Table 5. A Proposal for the Diagnosis of Potential Hepatotoxicity in NASH Trials
Suspected hepatotoxicity (stopping rules) during clinical trials
  • Increase in serum AST and/or ALT > 3 times the baseline value odds ratio > 500 IU/L (on one reading, unless the sample is hemolyzed)
  • New onset jaundice (total bilirubin > 3 mg/dL) that is not explained by Gilbert's syndrome or hemolysis, irrespective of other liver biochemistries
  • Increase in serum AST and/or ALT < 3 times the baseline value but associated with symptoms (fatigue, nausea, vomiting)

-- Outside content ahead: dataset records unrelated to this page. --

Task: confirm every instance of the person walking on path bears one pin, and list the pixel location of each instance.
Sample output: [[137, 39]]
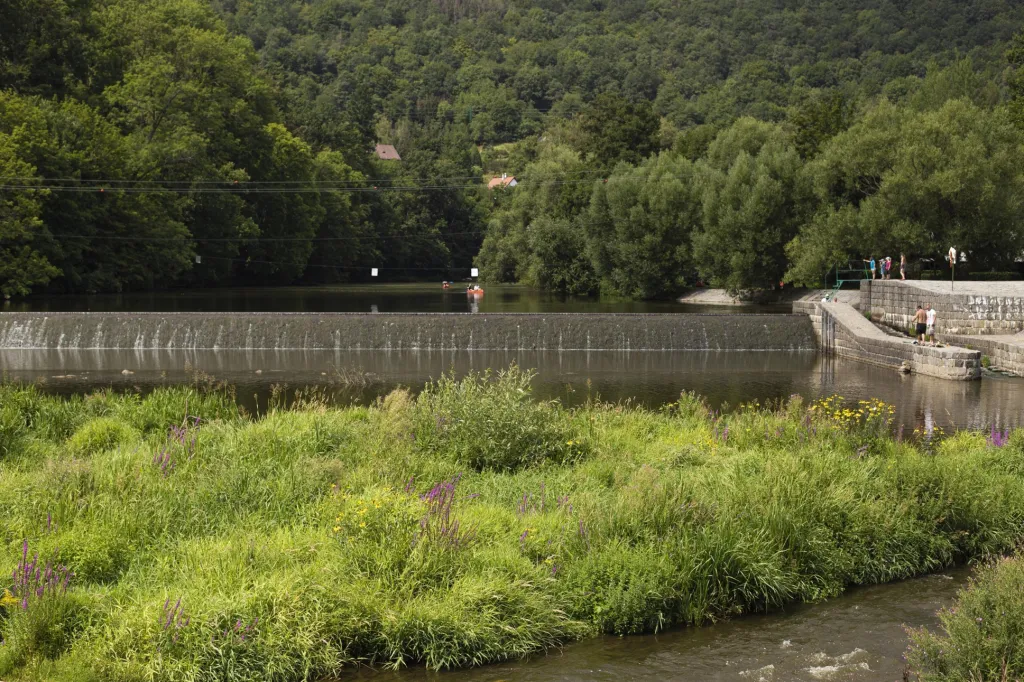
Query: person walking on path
[[921, 320], [930, 322]]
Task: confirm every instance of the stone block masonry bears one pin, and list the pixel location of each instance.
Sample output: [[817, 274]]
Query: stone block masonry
[[406, 331], [972, 307], [985, 315], [844, 331]]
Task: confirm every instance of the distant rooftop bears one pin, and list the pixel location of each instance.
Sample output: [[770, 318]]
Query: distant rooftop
[[387, 153], [503, 181]]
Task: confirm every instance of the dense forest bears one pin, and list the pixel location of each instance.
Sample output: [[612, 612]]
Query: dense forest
[[152, 143]]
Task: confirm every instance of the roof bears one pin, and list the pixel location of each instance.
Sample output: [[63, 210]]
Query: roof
[[503, 181], [387, 153]]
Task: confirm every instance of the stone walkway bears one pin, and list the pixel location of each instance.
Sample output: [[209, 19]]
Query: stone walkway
[[1004, 350], [858, 338], [1007, 289]]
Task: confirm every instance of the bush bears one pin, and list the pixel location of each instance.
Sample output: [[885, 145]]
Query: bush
[[492, 422], [11, 429], [99, 434], [983, 631]]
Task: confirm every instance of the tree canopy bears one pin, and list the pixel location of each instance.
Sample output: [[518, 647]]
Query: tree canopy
[[151, 143]]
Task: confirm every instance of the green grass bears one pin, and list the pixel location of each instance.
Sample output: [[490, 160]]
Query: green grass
[[301, 544], [983, 632]]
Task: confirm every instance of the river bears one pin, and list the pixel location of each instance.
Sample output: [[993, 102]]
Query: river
[[648, 378], [856, 637]]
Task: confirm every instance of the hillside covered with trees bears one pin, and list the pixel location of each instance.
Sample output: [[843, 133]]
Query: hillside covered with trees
[[150, 143]]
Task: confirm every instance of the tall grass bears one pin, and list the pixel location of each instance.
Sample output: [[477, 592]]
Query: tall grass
[[983, 632], [469, 524]]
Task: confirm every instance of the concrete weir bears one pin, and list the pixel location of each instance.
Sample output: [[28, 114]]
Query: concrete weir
[[352, 331]]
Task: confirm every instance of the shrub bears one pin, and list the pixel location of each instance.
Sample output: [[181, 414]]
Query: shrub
[[492, 422], [99, 434], [11, 429], [983, 631]]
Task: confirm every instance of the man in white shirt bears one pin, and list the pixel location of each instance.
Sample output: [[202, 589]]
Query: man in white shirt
[[930, 317]]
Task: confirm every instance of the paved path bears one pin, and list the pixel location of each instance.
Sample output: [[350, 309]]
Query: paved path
[[1011, 289], [857, 338]]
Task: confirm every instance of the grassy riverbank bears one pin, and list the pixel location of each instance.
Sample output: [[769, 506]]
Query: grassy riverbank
[[982, 634], [466, 525]]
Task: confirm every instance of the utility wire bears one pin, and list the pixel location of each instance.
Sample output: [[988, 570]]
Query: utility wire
[[267, 239]]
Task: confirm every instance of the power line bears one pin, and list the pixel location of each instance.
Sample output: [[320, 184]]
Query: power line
[[257, 185], [268, 239]]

Signals of hepatotoxic potential from clinical trials
  • An excess of aminotransferase elevations to >3× baseline values when compared to the control group
  • Marked elevations of aminotransferases to 5×, 10×, or 20× baseline values in the test drug group and not seen (or less frequent) in the control group
  • One or more Hy's law cases (serum bilirubin >2× upper limit of normal in a setting of pure hepatocellular injury with no other explanation) in the test drug group, accompanied by an overall increased incidence of aminotransferase elevations >3× baseline in the test drug group compared to placebo

It is likely that drug–drug interactions, off-target toxicity, and facilitation of development of neoplasia will be rare events. Standardized definitions of “harms” and “clinical phenotypes” of toxicity would allow safety data from multiple trials to be combined, thus largely expanding the safety database and generating reliable large-scale evidence. It is recommended that robust postmarketing surveillance through mechanisms similar to the Sentinel network be used to track rare side effects.58

In summary, the field of NASH is evolving rapidly. Despite many advances in the understanding of the epidemiology and natural history of the disease and clear evidence that it contributes to the population burden of chronic liver disease, there are not yet any approved therapies for this condition. It is hoped that the recommendations here will help to both stimulate additional clinical trials for the treatment of NASH and provide guidance to both regulators and investigators about key inclusion and exclusion criteria and specific endpoints that should be evaluated in the context of such trials.